Warum er sich mit seinem verstörenden Vater versöhnte

Warum er sich mit seinem verstörenden Vater versöhnte
Sein Erzeuger war kleinkriminell – und ungeliebt im restriktiven Nachkriegsösterreich. „Er war aber auch Opfer eines mörderischen Regimes“, weiß Buchautor Peter Pressnitz.
Von Uwe Mauch

Betrüger sammelte für sich statt für Tiere“, berichtete der KURIER am 24. Juni 1975. Am 21. Oktober 1975 titelte Ernst Bieber, ein langjähriger Reporter dieser Zeitung: „,Präsident‘ ließ das Sammeln nicht.“ Fast auf den Tag genau vier Jahre später lautete eine ebenso unschöne Schlagzeile: „Betrug im Namen Buddhas.“

Peter Pressnitz, 71, hat diese drei Zeitungsartikel in einem Ordner neben Akten und Protokollen aufbewahrt. Pressnitz ist der Sohn des „Präsidenten“. Er kennt den eigenen Vater aber nur vom Hörensagen und dank seiner langjährigen Recherchen.
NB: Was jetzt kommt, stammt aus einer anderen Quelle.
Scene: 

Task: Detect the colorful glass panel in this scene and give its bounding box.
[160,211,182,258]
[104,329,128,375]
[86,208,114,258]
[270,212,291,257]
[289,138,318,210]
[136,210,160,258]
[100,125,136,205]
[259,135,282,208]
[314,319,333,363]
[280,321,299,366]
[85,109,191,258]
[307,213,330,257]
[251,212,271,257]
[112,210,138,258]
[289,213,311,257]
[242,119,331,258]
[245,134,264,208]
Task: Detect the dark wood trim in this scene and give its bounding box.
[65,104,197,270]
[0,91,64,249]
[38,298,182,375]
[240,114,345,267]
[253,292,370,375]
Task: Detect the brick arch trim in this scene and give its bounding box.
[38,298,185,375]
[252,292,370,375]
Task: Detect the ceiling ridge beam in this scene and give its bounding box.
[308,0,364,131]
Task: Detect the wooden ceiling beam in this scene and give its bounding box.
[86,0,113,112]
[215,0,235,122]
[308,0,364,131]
Warum er sich mit seinem verstörenden Vater versöhnte

„Wer ist mein Vater?“

„Ich bin natürlich nicht stolz auf einen Vater, den man in jedem Fall als kleinkriminell bezeichnen muss“, erklärt der Sohn beim Gespräch mit dem KURIER in seiner Wohnung in Wien-Kalksburg. Doch es gibt auch eine zweite Seite.

Peter Pressnitz selbst ist nicht nach seinem Vater geraten.
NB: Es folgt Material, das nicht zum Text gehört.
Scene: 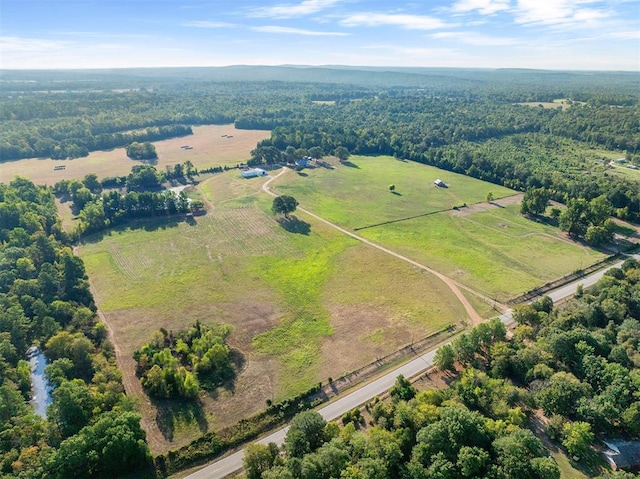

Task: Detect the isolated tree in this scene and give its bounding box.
[559,198,589,236]
[333,146,351,162]
[284,410,327,457]
[242,443,278,479]
[127,141,158,160]
[520,188,551,215]
[309,146,324,160]
[82,173,102,193]
[271,195,299,219]
[389,374,417,401]
[562,421,594,456]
Er wurde in Linz geboren, er verbrachte die ersten sechs Lebensjahre bei seinen Großeltern in der Weststeiermark, die Schulzeit dann bei seiner Mutter und seinem Stiefvater in Innsbruck. Nach dem Studium der Betriebswirtschaftslehre arbeitete er als Spezialist für Steuerrecht für einen international tätigen österreichischen Konzern im Anlagenbau, ehe er sich mit 50 ehrenamtlich als Berater im Sozialbereich engagierte.
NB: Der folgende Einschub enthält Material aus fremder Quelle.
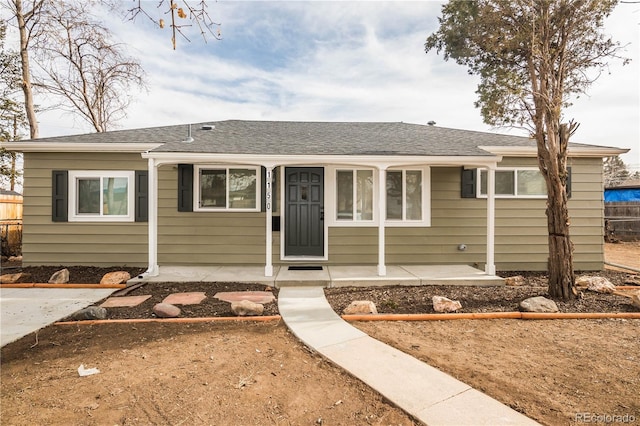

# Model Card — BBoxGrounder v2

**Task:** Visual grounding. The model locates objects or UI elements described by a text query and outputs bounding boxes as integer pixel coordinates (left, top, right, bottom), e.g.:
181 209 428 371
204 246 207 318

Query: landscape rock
49 268 69 284
0 272 22 284
431 296 462 313
576 275 616 293
100 271 131 284
153 303 181 318
504 275 525 287
519 296 560 312
71 306 107 321
631 290 640 309
231 300 264 317
213 287 276 305
342 300 378 315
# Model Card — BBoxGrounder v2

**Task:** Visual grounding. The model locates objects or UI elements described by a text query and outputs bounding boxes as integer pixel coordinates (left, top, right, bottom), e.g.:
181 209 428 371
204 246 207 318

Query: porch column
264 166 273 277
484 166 496 275
145 158 160 277
378 166 387 277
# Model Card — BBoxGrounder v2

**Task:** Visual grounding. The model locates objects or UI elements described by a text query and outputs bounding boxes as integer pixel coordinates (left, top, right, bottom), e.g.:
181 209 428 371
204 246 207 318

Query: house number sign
266 169 273 211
Warum er sich mit seinem verstörenden Vater versöhnte

Doch Arbeit ist nicht alles im Leben eines aufgeklärten Menschen. Lange, mal mehr, mal weniger, begleitet hat ihn die Frage: „Wo bin ich her? Wer ist mein Vater?“

Seine Mutter konnte diese Frage nicht beantworten, und eine Anfrage beim damaligen Bürgermeister von Wien, im Büro von Leopold Gratz, gab ihm die traurige Gewissheit, dass sein Vater inzwischen nicht mehr am Leben war.

Mit 52 ging Peter Pressnitz dem eigenen Vater gezielt nach: Im Landesarchiv in St. Pölten entdeckte er, dass man Franz Paul, Jahrgang 1915, aufgrund religiöser Wahnvorstellungen „sieben Jahre lang in der Nervenheilanstalt in Gugging weggesperrt hat“.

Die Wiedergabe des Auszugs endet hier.